Luthfi, selaku Ketua Semarak, mengungkapkan kekecewaan mendalam atas respons BPKAD terhadap aksi sebelumnya. “Pada aksi jilid pertama dan kedua, pihak BPKAD menyatakan hanya bertugas menghimpun dan menyalurkan aset, tanpa bertanggung jawab atas penyalahgunaannya,” tegasLuthfi dalam orasinya.

Pernyataan tersebut dinilai tidak cukup, mengingat BPKAD seharusnya bertanggung jawab atas pengawasan dan pengelolaan aset daerah.

Semarak mencatat berbagai pelanggaran, termasuk perubahan plat nomor kendaraan dinas dari merah menjadi putih, serta penggunaan aset daerah oleh mantan pejabat. “Sudah sangat jelas bukti penyalahgunaan, baik perubahan plat nomor maupun penggunaan oleh mantan pejabat.

Kami meminta Bupati Langkat untuk mengambil tindakan tegas terhadap oknum yang terlibat.
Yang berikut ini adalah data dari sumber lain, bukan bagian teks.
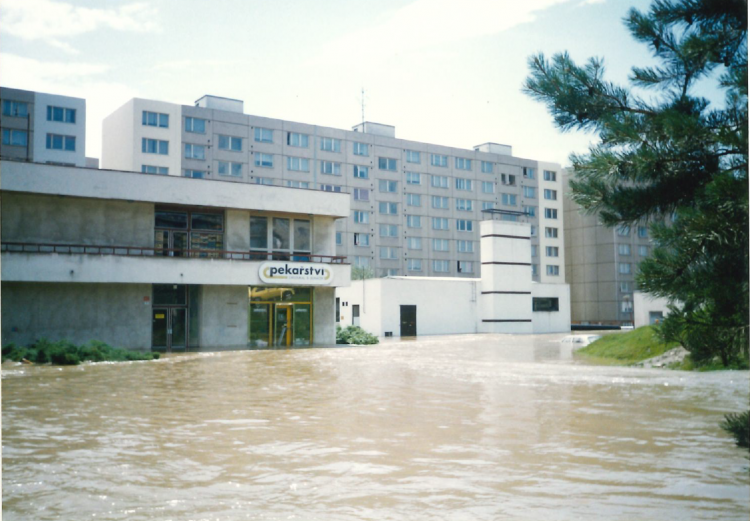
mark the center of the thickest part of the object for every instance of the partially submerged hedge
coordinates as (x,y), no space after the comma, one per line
(64,352)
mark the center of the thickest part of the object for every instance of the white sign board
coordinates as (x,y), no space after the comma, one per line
(296,273)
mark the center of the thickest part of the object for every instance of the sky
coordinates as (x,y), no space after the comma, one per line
(448,72)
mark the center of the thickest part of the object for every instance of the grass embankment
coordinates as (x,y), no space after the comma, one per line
(626,348)
(67,353)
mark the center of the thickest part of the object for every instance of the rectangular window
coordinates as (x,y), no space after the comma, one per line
(462,163)
(229,169)
(17,109)
(439,266)
(330,168)
(231,143)
(64,115)
(413,221)
(465,246)
(264,160)
(440,202)
(195,125)
(414,243)
(386,163)
(16,138)
(298,164)
(361,172)
(195,151)
(361,194)
(464,225)
(440,245)
(388,208)
(361,239)
(263,135)
(508,199)
(294,139)
(68,143)
(388,186)
(545,304)
(329,144)
(439,223)
(152,146)
(388,230)
(439,181)
(464,267)
(413,200)
(361,149)
(151,169)
(150,119)
(413,178)
(438,160)
(388,252)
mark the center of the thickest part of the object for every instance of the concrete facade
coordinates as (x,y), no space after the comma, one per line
(43,128)
(415,207)
(80,259)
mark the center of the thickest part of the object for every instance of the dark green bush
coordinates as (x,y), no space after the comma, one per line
(354,335)
(64,352)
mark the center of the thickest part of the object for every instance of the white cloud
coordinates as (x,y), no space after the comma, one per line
(426,23)
(51,22)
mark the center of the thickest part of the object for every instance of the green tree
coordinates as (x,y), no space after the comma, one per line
(665,156)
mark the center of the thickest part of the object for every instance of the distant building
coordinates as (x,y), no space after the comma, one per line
(43,128)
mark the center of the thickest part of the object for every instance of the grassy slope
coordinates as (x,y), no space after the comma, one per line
(626,348)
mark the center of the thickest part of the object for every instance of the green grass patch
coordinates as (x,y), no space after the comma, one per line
(626,348)
(63,352)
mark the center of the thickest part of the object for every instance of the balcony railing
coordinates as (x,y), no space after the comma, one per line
(138,251)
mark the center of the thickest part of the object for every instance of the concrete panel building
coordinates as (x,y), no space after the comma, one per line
(415,207)
(43,128)
(166,263)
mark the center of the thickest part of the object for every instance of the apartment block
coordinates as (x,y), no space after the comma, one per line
(43,128)
(415,207)
(601,264)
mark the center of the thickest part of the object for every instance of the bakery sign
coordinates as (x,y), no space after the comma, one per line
(296,273)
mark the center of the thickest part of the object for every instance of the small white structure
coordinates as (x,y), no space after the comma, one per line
(648,310)
(503,300)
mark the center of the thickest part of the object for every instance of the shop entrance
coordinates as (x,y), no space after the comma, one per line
(279,317)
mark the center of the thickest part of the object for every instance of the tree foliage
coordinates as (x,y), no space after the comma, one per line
(668,157)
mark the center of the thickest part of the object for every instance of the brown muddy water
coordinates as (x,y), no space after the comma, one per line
(477,427)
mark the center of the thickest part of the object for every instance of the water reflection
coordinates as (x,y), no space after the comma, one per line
(465,427)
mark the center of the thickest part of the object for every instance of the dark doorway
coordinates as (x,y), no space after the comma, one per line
(408,320)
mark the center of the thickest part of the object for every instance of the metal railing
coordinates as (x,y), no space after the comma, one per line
(139,251)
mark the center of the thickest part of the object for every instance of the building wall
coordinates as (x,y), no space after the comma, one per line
(113,313)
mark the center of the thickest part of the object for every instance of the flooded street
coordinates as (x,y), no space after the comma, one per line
(477,427)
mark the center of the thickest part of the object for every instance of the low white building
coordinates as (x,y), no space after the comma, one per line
(503,300)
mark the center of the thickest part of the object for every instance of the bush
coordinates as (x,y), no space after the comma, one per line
(64,352)
(354,335)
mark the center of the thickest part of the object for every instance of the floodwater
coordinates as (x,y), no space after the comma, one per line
(475,427)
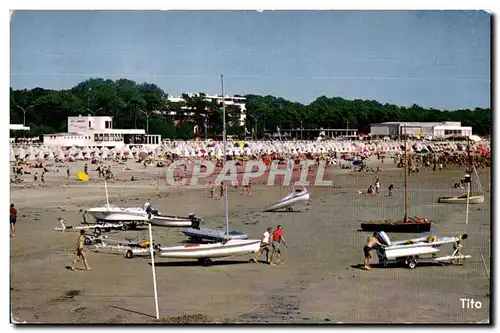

Jika Kadis BPKAD dan jajarannya tidak mampu menjalankan tugas dan fungsinya, maka perlu ada pergantian,” tegas Luthfi. Ia menambahkan bahwa kendaraan dinas dengan plat nomor yang telah diubah masih sering terlihat di jalanan.

Puncak kekecewaan Luthfi tertuang dalam pernyataan kerasnya, “BPKAD Langkat seharusnya menjadi Badan Pengelola Keuangan dan Aset Daerah, bukan Badan Penyelewengan Keuangan dan Aset Daerah! Jika tidak mampu menjaga aset daerah, maka perlu ada perubahan!”

Setelah berorasi, massa aksi menunggu perwakilan pemerintah untuk menemui mereka. Namun, setelah menunggu selama 15 menit, tidak ada satupun pihak yang menemui mereka. Sebagai bentuk protes dan ultimatum, Semarak membuat pernyataan sikap di depan Kantor Bupati Langkat dan awak media, sebelum membubarkan diri dengan tertib.

Aksi ini menunjukkan betapa seriusnya permasalahan pengelolaan aset daerah di Kabupaten Langkat dan mendesak adanya tindakan nyata dari pemerintah daerah. Keberlanjutan aksi ini menjadi indikator kuat bahwa permasalahan ini belum terselesaikan dan membutuhkan perhatian serius dari berbagai pihak.